The end of Keefe’s book is not just a neat wrap-up of a murder mystery. He gives some connections to the present day, with a brief discussion of Brexit and how resolving it might affect Ireland and Northern Ireland. And he draws some parallels to the concept of radicalization:
In my career as a journalist, I [Keefe] had never written about the Troubles, or felt any particular urge to do so, until January 2013, when Dolours Price died and I read her obituary in The New York Times. The article related the dramatic contours of her biography but also mentioned the battle, which was then still brewing, over the secret archive at Boston College. One theme that I had become fascinated with as a journalist was collective denial: the stories that communities tell themselves in order to cope with tragic or transgressive events. I became intrigued by the idea that an archive of the personal reminiscences of ex-combatants might be so explosive: what was it about these accounts that was so threatening in the present day? In the intertwining lives of Jean McConville, Dolours Price, Brendan Hughes, and Gerry Adams, I saw an opportunity to tell a story about how people become radicalized in their uncompromising devotion to a cause, and about how individuals—and a whole society—make sense of political violence once they have passed through the crucible and finally have time to reflect. (pages 339–340)
This paragraph really struck me because it seems radicalization isn’t such a new phenomenon. The term itself may be used today in a new way, in the context of terrorism, and the methods of radicalization may be a bit different because of the pervasiveness of the Internet and social media, but radicalization itself is really nothing new at all.

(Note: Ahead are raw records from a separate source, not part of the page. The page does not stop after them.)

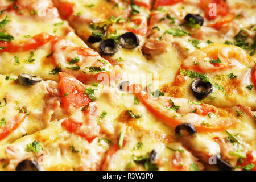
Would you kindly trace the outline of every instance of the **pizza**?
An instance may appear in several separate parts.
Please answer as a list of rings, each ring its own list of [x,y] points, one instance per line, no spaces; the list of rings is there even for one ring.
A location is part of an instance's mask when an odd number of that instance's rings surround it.
[[[255,9],[0,0],[0,169],[256,170]]]

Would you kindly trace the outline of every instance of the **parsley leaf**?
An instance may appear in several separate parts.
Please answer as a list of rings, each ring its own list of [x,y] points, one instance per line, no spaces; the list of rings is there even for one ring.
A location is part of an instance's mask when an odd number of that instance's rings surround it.
[[[62,69],[62,65],[60,63],[59,63],[59,65],[55,67],[53,69],[49,72],[50,75],[55,75],[59,72],[61,72]]]
[[[71,147],[71,148],[72,148],[72,152],[73,152],[73,153],[78,153],[78,152],[79,152],[79,151],[76,150],[75,149],[75,147],[74,147],[73,146],[70,146],[70,147]]]
[[[11,42],[14,39],[14,38],[11,35],[7,35],[5,32],[0,32],[0,41]]]
[[[37,140],[35,140],[32,143],[27,145],[26,151],[28,152],[32,152],[36,156],[37,154],[43,149],[43,146],[40,144]]]
[[[168,34],[176,36],[190,35],[190,33],[179,28],[170,28],[166,30],[164,34]]]
[[[142,114],[135,115],[134,113],[133,113],[133,111],[131,110],[127,110],[127,114],[129,114],[131,117],[134,119],[139,119],[142,117]]]
[[[94,97],[94,90],[95,90],[93,89],[90,87],[89,88],[85,88],[84,94],[88,96],[89,98],[90,98],[92,101],[94,101],[96,100]]]

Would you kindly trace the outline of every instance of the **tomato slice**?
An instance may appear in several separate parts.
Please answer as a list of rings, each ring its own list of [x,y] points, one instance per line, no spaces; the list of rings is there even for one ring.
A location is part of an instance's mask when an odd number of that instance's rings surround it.
[[[24,113],[19,113],[14,117],[11,122],[8,122],[3,127],[0,128],[0,140],[7,137],[14,131],[19,125],[25,119],[27,115]]]
[[[68,1],[61,1],[59,4],[60,11],[64,18],[68,18],[74,12],[74,3]]]
[[[61,126],[70,133],[75,133],[85,138],[89,143],[98,135],[100,126],[96,121],[96,107],[95,103],[88,105],[84,112],[84,119],[79,122],[72,118],[65,119]]]
[[[251,80],[253,81],[253,84],[254,84],[254,88],[256,89],[256,65],[254,67],[254,71],[251,74]]]
[[[159,6],[170,6],[178,3],[183,1],[183,0],[156,0],[154,5],[154,9]]]
[[[256,171],[256,159],[254,158],[253,152],[253,151],[247,152],[246,154],[246,158],[242,160],[242,163],[240,163],[238,160],[237,166],[241,166],[243,168],[245,166],[253,163],[254,164],[254,167],[251,171]]]
[[[155,117],[174,127],[182,123],[191,123],[195,126],[198,132],[213,132],[224,130],[238,122],[236,119],[235,113],[230,113],[228,110],[218,109],[204,103],[200,105],[191,104],[189,103],[189,100],[185,98],[160,96],[156,99],[148,93],[141,91],[141,88],[137,85],[129,86],[129,92],[132,90],[131,88],[133,86],[134,94]],[[179,111],[175,112],[172,109],[168,109],[172,107],[170,100],[183,107],[180,113]],[[196,109],[196,112],[192,113]],[[217,118],[210,120],[209,125],[202,124],[205,119],[208,119],[204,117],[209,113],[216,113]],[[222,117],[222,115],[226,115],[226,117]],[[193,118],[196,119],[190,119]]]
[[[68,111],[71,105],[75,108],[86,106],[92,100],[84,95],[85,86],[68,74],[59,73],[59,85],[63,96],[63,107]]]
[[[216,16],[210,16],[213,8],[209,7],[210,3],[214,3],[216,5]],[[225,0],[200,0],[200,5],[204,10],[205,18],[208,20],[214,20],[217,16],[225,16],[230,13],[230,7]]]
[[[20,41],[18,44],[14,44],[13,42],[0,41],[0,47],[6,47],[1,52],[17,52],[36,49],[47,44],[54,39],[54,36],[42,32],[34,36]]]
[[[126,143],[126,140],[123,140],[122,147],[125,146]],[[101,171],[108,170],[108,166],[110,162],[111,158],[112,158],[113,155],[115,154],[119,149],[120,147],[119,147],[118,142],[117,142],[106,152],[104,157],[104,159],[103,160],[102,166],[101,166]]]

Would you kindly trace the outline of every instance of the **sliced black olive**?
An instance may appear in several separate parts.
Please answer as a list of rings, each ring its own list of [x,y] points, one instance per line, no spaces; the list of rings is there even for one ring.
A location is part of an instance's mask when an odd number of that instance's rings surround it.
[[[139,38],[133,32],[127,32],[121,35],[119,43],[125,49],[132,49],[139,46]]]
[[[200,15],[189,13],[184,18],[184,19],[189,22],[189,19],[193,18],[195,20],[195,24],[199,24],[201,26],[204,24],[204,18]]]
[[[87,42],[90,44],[94,44],[96,42],[101,42],[102,39],[99,36],[90,36]]]
[[[150,163],[153,163],[156,159],[157,153],[155,150],[153,150],[149,155],[149,162]]]
[[[113,39],[104,40],[100,44],[100,52],[102,55],[113,55],[118,51],[118,43]]]
[[[220,170],[231,171],[233,168],[232,165],[231,165],[228,162],[223,160],[218,155],[217,155],[216,162],[216,166]]]
[[[125,81],[120,83],[118,85],[118,89],[121,91],[126,91],[127,88],[130,84],[130,82],[128,81]]]
[[[191,123],[182,123],[175,128],[175,133],[179,136],[189,136],[196,134],[196,130]]]
[[[32,86],[40,82],[42,80],[41,78],[27,73],[20,73],[18,77],[19,84],[24,86]]]
[[[209,82],[204,82],[200,78],[197,78],[192,83],[191,89],[196,98],[203,99],[212,92],[213,86]]]
[[[27,159],[18,164],[16,171],[40,171],[40,169],[36,162]]]

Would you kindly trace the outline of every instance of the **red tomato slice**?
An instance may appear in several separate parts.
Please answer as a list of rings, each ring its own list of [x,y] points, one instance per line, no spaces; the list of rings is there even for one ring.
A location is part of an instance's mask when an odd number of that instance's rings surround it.
[[[209,15],[209,13],[212,11],[212,7],[209,7],[209,4],[215,3],[216,5],[216,16]],[[208,20],[216,19],[217,16],[226,16],[230,13],[230,7],[228,3],[225,0],[200,0],[201,7],[204,10],[205,13],[205,18]]]
[[[126,143],[126,141],[125,140],[123,140],[122,147],[125,146]],[[104,159],[103,160],[102,166],[101,166],[101,171],[106,171],[108,169],[108,166],[110,162],[111,158],[112,158],[113,155],[115,154],[119,149],[120,147],[119,147],[118,142],[117,142],[114,146],[111,147],[106,152],[104,157]]]
[[[14,44],[13,42],[0,41],[0,47],[6,47],[0,52],[17,52],[36,49],[53,40],[54,36],[47,33],[42,32],[34,36],[20,41]]]
[[[74,3],[67,1],[61,1],[59,4],[59,10],[64,18],[68,18],[74,12]]]
[[[135,86],[134,86],[135,85]],[[205,105],[203,104],[201,105],[192,105],[188,104],[187,100],[184,98],[174,98],[170,97],[161,96],[158,99],[155,99],[148,93],[141,92],[141,90],[139,86],[136,85],[132,85],[129,86],[129,91],[132,90],[131,86],[134,88],[134,94],[137,97],[139,100],[142,102],[144,105],[148,109],[150,112],[155,115],[157,118],[163,121],[167,124],[176,127],[180,123],[184,122],[188,122],[193,124],[196,127],[198,132],[209,131],[213,132],[217,131],[222,131],[225,129],[229,128],[237,123],[237,121],[234,118],[234,114],[229,115],[226,118],[221,117],[221,112],[225,111],[225,110],[217,109],[214,106]],[[179,114],[179,112],[174,113],[171,110],[167,109],[167,107],[172,107],[172,105],[170,102],[170,100],[173,100],[174,102],[180,102],[183,104],[181,107],[185,107],[188,110],[183,110],[183,113]],[[183,101],[181,101],[183,100]],[[184,102],[185,101],[185,102]],[[187,102],[185,102],[187,101]],[[192,114],[191,111],[197,109],[196,113]],[[220,114],[219,118],[211,121],[210,126],[205,126],[201,124],[201,122],[196,121],[195,119],[182,120],[183,117],[175,118],[174,116],[179,115],[187,114],[197,114],[197,116],[195,117],[204,117],[207,115],[209,113],[217,113]],[[192,117],[191,115],[191,117]],[[199,118],[199,119],[201,118]]]
[[[256,65],[254,67],[254,71],[251,75],[251,80],[254,84],[254,88],[256,89]]]
[[[72,105],[75,108],[85,106],[92,100],[84,95],[85,86],[77,80],[64,72],[59,73],[59,85],[63,100],[63,107],[68,111]]]
[[[0,140],[5,139],[14,131],[23,122],[26,116],[24,113],[19,113],[15,116],[11,122],[7,122],[3,127],[0,128]]]
[[[241,166],[242,168],[243,168],[246,165],[253,163],[254,164],[254,167],[252,169],[251,171],[256,171],[256,159],[254,158],[253,152],[253,151],[249,151],[247,152],[246,158],[242,160],[242,163],[240,163],[238,160],[237,166]]]
[[[159,6],[170,6],[181,2],[183,0],[156,0],[154,5],[154,9]]]

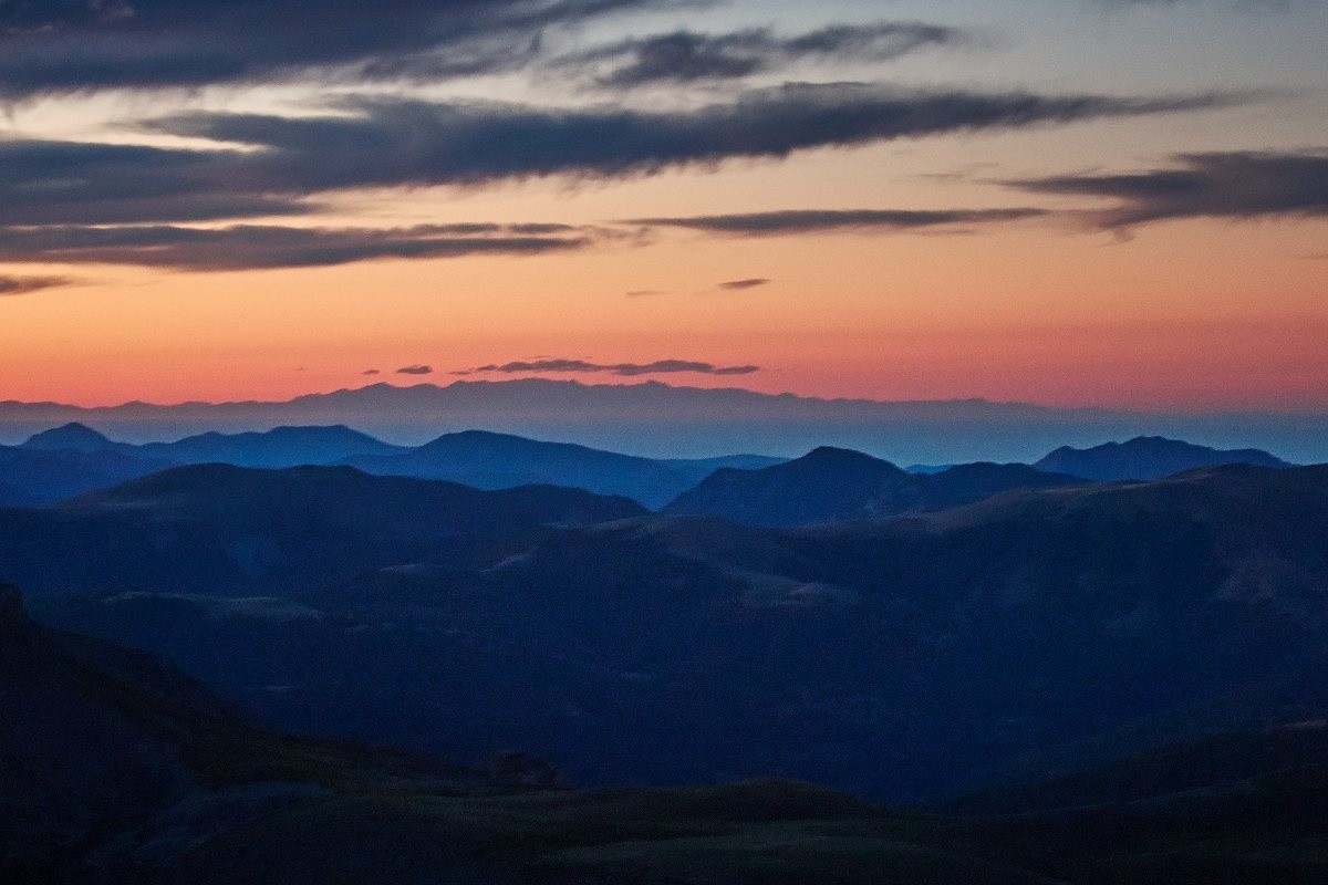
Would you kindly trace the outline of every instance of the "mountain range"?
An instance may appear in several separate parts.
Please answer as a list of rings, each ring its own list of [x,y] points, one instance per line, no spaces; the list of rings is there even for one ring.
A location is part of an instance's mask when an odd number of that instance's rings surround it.
[[[1077,476],[1027,464],[979,463],[910,474],[862,452],[822,447],[760,470],[717,470],[663,512],[722,516],[753,525],[806,525],[942,510],[1020,488],[1082,483]]]
[[[900,464],[1031,462],[1062,444],[1165,434],[1216,446],[1258,446],[1297,463],[1328,462],[1328,415],[1165,414],[1056,409],[983,399],[878,402],[676,387],[660,382],[457,381],[296,397],[286,402],[77,407],[0,402],[0,439],[17,442],[81,422],[130,441],[276,426],[349,425],[392,443],[421,444],[474,427],[648,458],[756,451],[782,458],[818,446]]]
[[[1223,764],[1198,778],[1203,747],[1183,744],[995,791],[976,817],[769,779],[575,791],[519,754],[462,768],[255,728],[151,655],[33,624],[5,586],[0,699],[0,877],[25,885],[1271,885],[1328,872],[1328,730],[1313,724],[1215,738]],[[1122,799],[1114,782],[1139,771],[1131,783],[1157,788]],[[1081,804],[997,809],[1057,793]]]
[[[732,455],[653,460],[505,434],[445,434],[420,447],[390,446],[344,426],[210,431],[175,442],[114,442],[81,423],[0,446],[0,507],[52,504],[181,464],[283,468],[351,464],[389,476],[445,479],[498,490],[547,484],[622,495],[660,507],[720,467],[766,467],[778,458]]]
[[[1037,460],[1033,467],[1109,483],[1125,479],[1162,479],[1185,470],[1219,464],[1291,466],[1258,448],[1223,451],[1165,437],[1135,437],[1123,443],[1109,442],[1092,448],[1062,446]]]
[[[890,800],[1323,715],[1325,532],[1328,467],[1248,466],[798,528],[351,468],[0,511],[42,620],[280,730]]]
[[[20,446],[0,446],[0,507],[50,504],[171,466],[198,463],[268,468],[347,464],[376,475],[442,479],[485,490],[566,486],[632,498],[652,510],[758,524],[935,510],[1013,488],[1068,484],[1076,478],[1154,479],[1220,463],[1287,466],[1258,450],[1215,451],[1162,438],[1084,451],[1061,447],[1035,467],[973,463],[900,471],[870,455],[833,447],[788,463],[762,455],[660,460],[478,430],[444,434],[412,448],[343,426],[210,431],[177,442],[131,444],[69,423],[35,434]],[[1057,472],[1057,464],[1078,472]]]

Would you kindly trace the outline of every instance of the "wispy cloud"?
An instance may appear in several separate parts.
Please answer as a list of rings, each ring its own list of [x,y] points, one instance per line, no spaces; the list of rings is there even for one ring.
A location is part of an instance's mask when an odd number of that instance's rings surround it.
[[[0,297],[57,289],[76,283],[68,276],[0,276]]]
[[[462,77],[519,66],[558,25],[679,0],[0,3],[0,97],[108,88]]]
[[[0,226],[163,224],[307,215],[356,188],[644,176],[899,138],[1178,113],[1220,96],[918,93],[790,84],[693,110],[357,100],[339,115],[194,113],[143,123],[251,150],[0,142]]]
[[[602,86],[632,88],[736,80],[807,58],[886,61],[965,40],[955,28],[914,21],[833,25],[797,36],[780,36],[768,28],[720,34],[676,31],[567,54],[551,66],[571,69]]]
[[[770,285],[770,283],[773,283],[773,280],[768,280],[764,276],[753,276],[745,280],[728,280],[725,283],[720,283],[720,288],[728,292],[745,292],[762,285]]]
[[[1004,224],[1048,215],[1046,210],[1019,207],[993,210],[780,210],[737,215],[637,218],[623,222],[644,227],[680,227],[732,236],[780,236],[838,231],[880,231]]]
[[[1105,230],[1186,218],[1328,216],[1328,150],[1181,154],[1165,169],[1009,184],[1036,194],[1114,199],[1112,208],[1084,214]]]
[[[316,228],[242,224],[0,227],[0,260],[130,264],[178,271],[325,267],[373,259],[540,255],[576,249],[588,232],[564,226],[428,224]]]
[[[709,375],[748,375],[760,372],[760,366],[718,366],[712,362],[692,360],[656,360],[655,362],[590,362],[588,360],[529,360],[518,362],[491,364],[475,369],[453,372],[456,375],[471,374],[544,374],[544,373],[607,373],[624,377],[697,373]]]

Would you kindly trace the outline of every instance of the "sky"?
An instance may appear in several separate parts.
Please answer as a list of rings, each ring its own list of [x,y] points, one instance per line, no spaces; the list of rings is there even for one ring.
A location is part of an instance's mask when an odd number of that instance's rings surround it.
[[[0,399],[1328,411],[1323,0],[0,0]]]

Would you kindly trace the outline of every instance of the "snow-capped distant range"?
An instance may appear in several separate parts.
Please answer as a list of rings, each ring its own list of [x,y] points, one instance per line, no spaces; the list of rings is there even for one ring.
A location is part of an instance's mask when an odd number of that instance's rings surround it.
[[[649,458],[730,452],[793,458],[818,446],[839,446],[898,464],[1031,462],[1058,446],[1166,435],[1218,448],[1264,448],[1295,463],[1328,462],[1328,414],[1141,413],[984,399],[879,402],[538,378],[376,383],[284,402],[84,409],[9,401],[0,402],[0,442],[21,442],[74,421],[131,442],[348,425],[390,443],[420,444],[444,433],[483,429]]]

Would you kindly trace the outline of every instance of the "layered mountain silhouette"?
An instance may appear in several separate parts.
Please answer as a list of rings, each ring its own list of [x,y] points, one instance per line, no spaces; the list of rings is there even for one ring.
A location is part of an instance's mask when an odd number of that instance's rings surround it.
[[[167,654],[267,724],[521,747],[583,783],[918,799],[1328,711],[1324,467],[803,528],[576,492],[469,535],[373,491],[434,483],[343,471],[239,471],[228,496],[186,472],[183,498],[167,474],[0,515],[0,549],[65,596],[42,618]],[[299,491],[329,479],[344,499]]]
[[[479,491],[352,467],[175,467],[46,510],[0,511],[0,572],[33,592],[304,585],[445,559],[544,523],[639,516],[572,488]]]
[[[279,425],[340,425],[390,441],[424,441],[483,427],[651,458],[757,451],[791,455],[815,446],[855,448],[899,463],[1025,462],[1061,444],[1143,433],[1214,446],[1259,446],[1301,463],[1328,460],[1328,417],[1313,414],[1155,414],[1049,409],[983,399],[875,402],[671,386],[522,378],[457,381],[296,397],[287,402],[130,402],[78,409],[0,402],[11,437],[80,421],[122,439],[151,441]]]
[[[469,430],[446,434],[409,451],[361,455],[344,463],[369,474],[448,479],[477,488],[538,483],[571,486],[600,495],[623,495],[657,508],[714,470],[778,462],[777,458],[757,455],[661,462],[586,446]]]
[[[1019,488],[1081,484],[1025,464],[963,464],[914,474],[857,451],[821,447],[761,470],[717,470],[664,512],[753,525],[879,519],[967,504]]]
[[[264,433],[206,433],[173,443],[147,443],[142,454],[178,464],[224,463],[239,467],[300,467],[332,464],[356,455],[392,455],[405,451],[343,425],[331,427],[274,427]]]
[[[445,479],[485,490],[567,486],[657,508],[721,467],[756,468],[781,460],[761,455],[653,460],[478,430],[412,448],[344,426],[214,431],[130,444],[69,423],[20,446],[0,447],[0,476],[5,478],[0,507],[50,504],[178,464],[224,463],[263,468],[348,464],[376,475]]]
[[[1291,466],[1258,448],[1208,448],[1165,437],[1135,437],[1123,443],[1112,442],[1092,448],[1062,446],[1033,466],[1038,470],[1070,474],[1094,482],[1117,482],[1161,479],[1185,470],[1220,464]]]
[[[52,504],[171,466],[170,460],[118,448],[0,446],[0,507]]]
[[[157,658],[33,624],[4,586],[0,701],[0,877],[24,885],[1258,885],[1325,872],[1321,726],[1211,739],[1211,771],[1199,746],[1161,747],[993,791],[980,817],[770,779],[583,792],[521,754],[462,768],[255,728]],[[1154,787],[1127,799],[1104,774],[1139,770],[1126,780]],[[1081,804],[993,813],[1053,795]]]
[[[81,423],[0,446],[0,507],[37,507],[117,486],[178,464],[293,467],[385,454],[397,447],[349,427],[278,427],[266,433],[186,437],[171,443],[116,442]]]

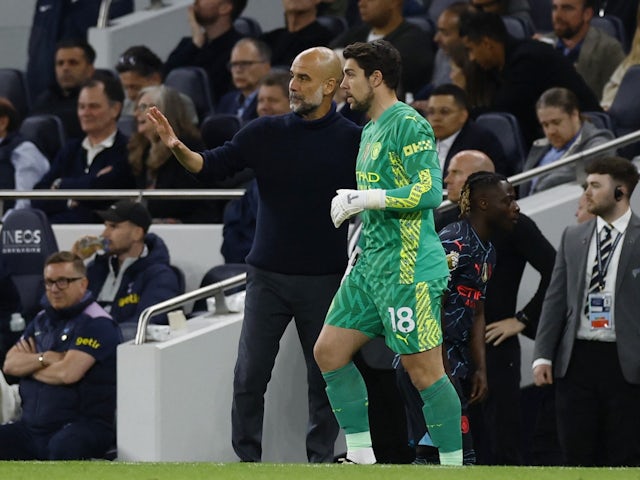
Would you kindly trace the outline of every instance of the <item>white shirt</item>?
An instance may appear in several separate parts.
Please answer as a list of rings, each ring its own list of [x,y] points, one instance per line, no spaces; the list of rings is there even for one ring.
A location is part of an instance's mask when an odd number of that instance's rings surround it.
[[[440,160],[440,169],[442,170],[442,175],[446,175],[444,171],[444,163],[447,161],[447,155],[449,155],[449,150],[451,150],[451,145],[456,141],[458,135],[460,134],[460,130],[456,133],[449,135],[444,140],[436,141],[436,150],[438,151],[438,160]]]
[[[89,168],[91,167],[93,160],[101,151],[113,147],[113,142],[116,139],[116,133],[118,133],[117,129],[114,130],[113,133],[103,141],[95,145],[91,144],[91,142],[89,141],[89,137],[84,137],[84,140],[82,140],[82,148],[87,151],[87,166],[84,169],[84,173],[89,173]]]
[[[629,208],[624,215],[614,221],[611,226],[613,230],[611,231],[611,242],[615,243],[618,236],[620,240],[616,245],[616,249],[611,252],[610,258],[611,262],[609,263],[609,268],[607,268],[607,275],[604,277],[604,289],[607,292],[610,292],[613,295],[613,306],[615,307],[615,288],[616,288],[616,279],[618,277],[618,263],[620,261],[620,252],[622,251],[622,244],[624,242],[624,234],[627,231],[627,226],[629,225],[629,220],[631,220],[631,208]],[[589,244],[589,252],[587,253],[587,272],[585,276],[585,282],[582,290],[582,298],[583,307],[587,302],[587,294],[589,291],[589,283],[591,283],[591,273],[593,272],[593,263],[596,260],[596,235],[601,235],[602,229],[607,224],[602,218],[596,218],[596,232],[591,237],[591,243]],[[576,338],[581,340],[599,340],[601,342],[615,342],[616,341],[616,331],[615,331],[615,308],[611,309],[611,328],[610,329],[598,329],[591,330],[589,319],[587,315],[584,313],[584,308],[582,309],[582,315],[580,317],[580,325],[578,326],[578,332],[576,333]]]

For more about the secret archive at Boston College that Patrick Radden Keefe alludes to in the quotation above, click on the following links:
Or read Keefe’s book!

It is easy to feel empathy for almost all the main characters in this nonfictional story. Patrick Radden Keefe treats all of them fairly. Even Dolours Price, who worked in one of the most violent and secretive factions of the IRA, devoted herself to a cause that was very personal for her. Dolours spent some of her childhood tending her Aunt Bridie, who was blinded and lost both hands when a bomb she was making blew up prematurely. Dolours was intimately familiar with violence and its consequences from an early age.

You can call violence what you want—World War II, civil action, the Troubles—but it still leaves people emotionally scarred and traumatized. Keefe’s book is worth a read not just for the murder mystery aspect of Jean McConville’s story but also for the way it reminds us—reminded me—that violence, in any time and by any method, could be just a heartbeat away.